政治腐敗、社会問題、組織ぐるみの隠蔽工作など、公的な問題や道徳的に許されない事柄に対して使われます。

例文

  • 連日のように報道される汚職事件に対し、国民は「悲憤慷慨」している。
  • 彼は会社の不正なやり方に「悲憤慷慨」し、ついに内部告発を決意した。
  • かつての同志が権力に溺れていく姿を見て、先生は「悲憤慷慨」して酒をあおった。

誤用・注意点

感情のスケールに注意
あくまで「義憤(正義のための怒り)」や「世の中への嘆き」を含む言葉です。
「注文した料理が遅い」「ゲームで負けた」といった個人的な不満に対して使うと、大げさすぎて滑稽に響くため注意が必要です。

類義語・関連語

「悲憤慷慨」と似た意味を持つ言葉には、以下のようなものがあります。

  • 憂国慨世(ゆうこくがいせい):
    今の世の中の状態を嘆き、国の将来を心配すること。
  • 義憤填膺(ぎふんてんよう):
    正義に外れたことに対する怒りが、胸いっぱいに満ちること。
    「填膺」は胸に満ちるという意味。
  • 公憤(こうふん):
    社会の悪や不正に対する、世間一般の怒り。
  • 慷慨憤激(こうがいふんげき):
    世の中の不正や自分の不運に対して、激しく憤り嘆くこと。
    「悲憤慷慨」よりもさらに怒りの度合いが強いニュアンスがあります。

対義語

「悲憤慷慨」とは対照的な意味を持つ言葉は、以下の通りです。

  • 泰然自若(たいぜんじじゃく):
    何が起きても落ち着いていて、動じない様子。
    感情を露わにしない点などが対照的です。
  • 春風駘蕩(しゅんぷうたいとう):
    春風がのどかに吹くように、温和でのんびりとした人柄や様子のこと。
    物事にこだわって憤ったりしない態度の対比として挙げられます。

英語表現

「悲憤慷慨」を英語で表現する場合、正義に基づく怒りであることを伝えます。

righteous indignation

  • 意味:「義憤」「もっともな怒り」
  • 解説:”righteous”(正義の、当然の)と “indignation”(不正に対する憤り)を組み合わせた表現です。
  • 例文:
    He was filled with righteous indignation at the injustice.
    (彼はその不正に対して、悲憤慷慨した。
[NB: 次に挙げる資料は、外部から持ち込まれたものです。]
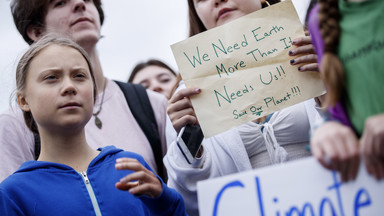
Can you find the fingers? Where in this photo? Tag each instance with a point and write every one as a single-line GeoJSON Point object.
{"type": "Point", "coordinates": [302, 40]}
{"type": "Point", "coordinates": [305, 50]}
{"type": "Point", "coordinates": [336, 147]}
{"type": "Point", "coordinates": [372, 144]}
{"type": "Point", "coordinates": [140, 182]}
{"type": "Point", "coordinates": [187, 92]}
{"type": "Point", "coordinates": [180, 109]}
{"type": "Point", "coordinates": [310, 58]}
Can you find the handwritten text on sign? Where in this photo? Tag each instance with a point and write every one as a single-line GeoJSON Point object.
{"type": "Point", "coordinates": [299, 188]}
{"type": "Point", "coordinates": [243, 68]}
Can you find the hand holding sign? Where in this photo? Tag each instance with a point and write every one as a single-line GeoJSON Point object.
{"type": "Point", "coordinates": [243, 69]}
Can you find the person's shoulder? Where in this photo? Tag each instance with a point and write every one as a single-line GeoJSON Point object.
{"type": "Point", "coordinates": [12, 118]}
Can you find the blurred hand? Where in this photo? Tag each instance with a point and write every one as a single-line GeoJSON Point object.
{"type": "Point", "coordinates": [307, 54]}
{"type": "Point", "coordinates": [336, 147]}
{"type": "Point", "coordinates": [180, 108]}
{"type": "Point", "coordinates": [372, 145]}
{"type": "Point", "coordinates": [141, 182]}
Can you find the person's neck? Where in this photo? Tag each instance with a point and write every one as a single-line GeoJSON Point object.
{"type": "Point", "coordinates": [72, 150]}
{"type": "Point", "coordinates": [97, 70]}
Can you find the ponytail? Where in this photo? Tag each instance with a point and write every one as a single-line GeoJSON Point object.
{"type": "Point", "coordinates": [332, 70]}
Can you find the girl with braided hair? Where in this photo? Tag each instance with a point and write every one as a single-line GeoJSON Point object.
{"type": "Point", "coordinates": [349, 40]}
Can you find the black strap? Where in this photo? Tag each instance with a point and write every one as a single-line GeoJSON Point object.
{"type": "Point", "coordinates": [141, 108]}
{"type": "Point", "coordinates": [37, 145]}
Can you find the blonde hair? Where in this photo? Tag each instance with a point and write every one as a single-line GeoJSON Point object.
{"type": "Point", "coordinates": [31, 53]}
{"type": "Point", "coordinates": [332, 70]}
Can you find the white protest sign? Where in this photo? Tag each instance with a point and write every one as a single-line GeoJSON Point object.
{"type": "Point", "coordinates": [243, 68]}
{"type": "Point", "coordinates": [298, 188]}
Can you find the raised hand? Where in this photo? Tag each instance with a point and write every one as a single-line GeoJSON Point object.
{"type": "Point", "coordinates": [306, 53]}
{"type": "Point", "coordinates": [141, 182]}
{"type": "Point", "coordinates": [372, 145]}
{"type": "Point", "coordinates": [180, 109]}
{"type": "Point", "coordinates": [336, 147]}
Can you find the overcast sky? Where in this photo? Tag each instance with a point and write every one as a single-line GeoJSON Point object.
{"type": "Point", "coordinates": [133, 31]}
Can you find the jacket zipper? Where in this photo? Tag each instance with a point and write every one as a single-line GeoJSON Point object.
{"type": "Point", "coordinates": [92, 195]}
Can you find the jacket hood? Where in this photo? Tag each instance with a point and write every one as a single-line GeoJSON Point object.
{"type": "Point", "coordinates": [105, 154]}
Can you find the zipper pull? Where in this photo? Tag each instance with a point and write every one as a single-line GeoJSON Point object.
{"type": "Point", "coordinates": [84, 174]}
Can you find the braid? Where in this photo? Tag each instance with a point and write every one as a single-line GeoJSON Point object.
{"type": "Point", "coordinates": [331, 67]}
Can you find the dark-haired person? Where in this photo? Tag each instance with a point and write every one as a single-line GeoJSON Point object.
{"type": "Point", "coordinates": [154, 75]}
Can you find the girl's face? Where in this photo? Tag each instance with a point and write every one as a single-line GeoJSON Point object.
{"type": "Point", "coordinates": [79, 19]}
{"type": "Point", "coordinates": [157, 79]}
{"type": "Point", "coordinates": [214, 13]}
{"type": "Point", "coordinates": [59, 89]}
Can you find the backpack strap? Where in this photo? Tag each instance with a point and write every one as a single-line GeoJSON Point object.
{"type": "Point", "coordinates": [141, 108]}
{"type": "Point", "coordinates": [36, 137]}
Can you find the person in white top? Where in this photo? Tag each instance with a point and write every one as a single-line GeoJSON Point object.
{"type": "Point", "coordinates": [112, 122]}
{"type": "Point", "coordinates": [275, 139]}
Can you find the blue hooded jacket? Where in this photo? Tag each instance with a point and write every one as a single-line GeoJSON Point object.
{"type": "Point", "coordinates": [47, 188]}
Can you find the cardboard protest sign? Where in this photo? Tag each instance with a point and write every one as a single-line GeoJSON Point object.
{"type": "Point", "coordinates": [243, 68]}
{"type": "Point", "coordinates": [301, 187]}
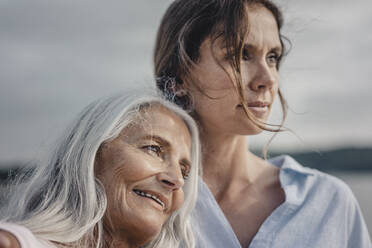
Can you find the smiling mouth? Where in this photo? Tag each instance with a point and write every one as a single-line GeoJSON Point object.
{"type": "Point", "coordinates": [150, 196]}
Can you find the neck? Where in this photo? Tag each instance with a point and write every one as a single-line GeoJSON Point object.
{"type": "Point", "coordinates": [120, 242]}
{"type": "Point", "coordinates": [227, 162]}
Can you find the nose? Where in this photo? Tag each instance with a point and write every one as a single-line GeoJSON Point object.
{"type": "Point", "coordinates": [171, 179]}
{"type": "Point", "coordinates": [264, 77]}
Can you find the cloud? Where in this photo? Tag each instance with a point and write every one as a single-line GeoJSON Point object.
{"type": "Point", "coordinates": [57, 56]}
)

幕末の志士と「慷慨」

この言葉に含まれる「慷慨」という表現は、日本の幕末において、多くの若き志士たちに好んで使われました。
国の行く末を案じ、現状を変えようと議論を戦わせることを「慷慨談(こうがいだん)」と呼んだり、そうした若者を「慷慨家(こうがいか)」と呼んだりしました。
彼らが酒を酌み交わしながら、涙を流して熱く語り合った心情こそが、まさにこの言葉の表すところと言えるでしょう。

まとめ

社会の矛盾や不正に対して、深い悲しみと激しい怒りを持って嘆くこと。
それが「悲憤慷慨」(ひふんこうがい)です。

単なるヒステリーや個人的な不満ではなく、そこには「あるべき姿」を求める強い正義感や理想が存在します。現代においても、理不尽なニュースに触れたとき、私たちが抱く「許せない」「なんとかしたい」という熱い想いを、端的に表してくれる言葉です。